Shaun Tan is the Australian illustrator and winner of the ALMA award (The Astrid Lindgren Memorial Award) 2011, this week he is in Stockholm a couple of days, then off to Munich, Lillehammer and Vimmerby. After that, back again for more events, interviews and finally the ceremony were he will recieve the award from H.R.H. Crown Princess Victoria.
My job is to produce press photos from all the events in Stockholm this year for the award office and their PR department. We started today on a small island in the middle of Stockholm called Skeppsholmen, photographing portraits in different locations of the island.
One light on location
Today was one of the sunnier in Stockholm this year, and according to the excellent iPhone app The Photographer’s Ephemeris, the sun would shine hard on most parts of the small island. Unfortunately, it was also quite windy.

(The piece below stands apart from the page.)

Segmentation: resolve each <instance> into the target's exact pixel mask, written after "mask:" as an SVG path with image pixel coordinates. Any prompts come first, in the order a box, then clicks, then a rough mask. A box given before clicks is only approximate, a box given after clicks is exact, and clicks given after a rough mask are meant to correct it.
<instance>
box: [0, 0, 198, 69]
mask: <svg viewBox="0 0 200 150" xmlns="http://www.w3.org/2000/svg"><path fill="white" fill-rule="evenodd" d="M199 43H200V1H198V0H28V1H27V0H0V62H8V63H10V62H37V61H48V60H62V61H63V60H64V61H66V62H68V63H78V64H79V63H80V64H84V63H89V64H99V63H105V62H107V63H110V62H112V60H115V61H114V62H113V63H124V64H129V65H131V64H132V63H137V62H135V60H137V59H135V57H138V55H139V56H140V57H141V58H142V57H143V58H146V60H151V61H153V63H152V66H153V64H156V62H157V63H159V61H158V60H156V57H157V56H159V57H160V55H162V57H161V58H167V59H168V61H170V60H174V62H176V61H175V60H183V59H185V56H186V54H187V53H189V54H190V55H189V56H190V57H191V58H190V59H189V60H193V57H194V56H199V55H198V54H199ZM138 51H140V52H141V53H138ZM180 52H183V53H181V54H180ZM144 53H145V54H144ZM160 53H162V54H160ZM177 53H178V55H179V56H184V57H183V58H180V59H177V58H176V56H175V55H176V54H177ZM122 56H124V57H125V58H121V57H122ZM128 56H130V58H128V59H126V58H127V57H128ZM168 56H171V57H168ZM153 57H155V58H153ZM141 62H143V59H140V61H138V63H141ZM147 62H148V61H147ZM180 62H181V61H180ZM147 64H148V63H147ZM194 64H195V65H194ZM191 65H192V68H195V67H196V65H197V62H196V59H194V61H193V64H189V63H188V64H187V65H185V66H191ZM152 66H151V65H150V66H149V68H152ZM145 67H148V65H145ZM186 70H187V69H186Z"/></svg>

I wanted to produce at least one portrait with a clear blue sky, so I brought a Profoto AcuteB 600R, a large light stand and a Profoto Magnum reflector (mostly because I planned to use it from a distance, and the wind would make any umbrella or softbox into a sail/parachute).
We started with the station that would require a little bit of light testing, after that I did only natural light portraits.
Starting with a shutter speed of 1/200s I had to dial down the aperture to f/16 to get the sky deep blue. After that I switched on the AcuteB and adjusted the power setting until Shaun was properly exposed.
When the more complicated and time consuming part of the photo session was over, we moved around to locations I had walked by before.
For the first photo I used a 24-70/2.8 lens, set on 24mm or something like this to get all the surroundings into the picture.
As soon as we switched to available light and a large silver reflector, I had the 85mm/1.4 on for the rest of the session. I always tend to use that lens for portraits, if I don’t need anything wider.
In total we covered seven different places as backdrops for the portraits, and how nice it might be with a beautiful day, it creates a whole new set of problems that one might have forgotten during the dark part of the year.
For example, always having to look for shadow, and trying to avoid too much colour cast from green grass or foilage. Or sunlight hitting a red wall giving off a light hard to correct in post production.
All in all, it was a very fun and relaxing assignment. Shaun was extremely likeable and easy to work with, he had seen Zoolander and could give me his “Blue Steel” look (even if those portraits didn’t end up being used, too bad).
It is going to be a hectic week, last year with Kitty Crowther was like that, and the year before with the Tamer Institute. Hopefully the weather will continue to show off Stockholm from its best side.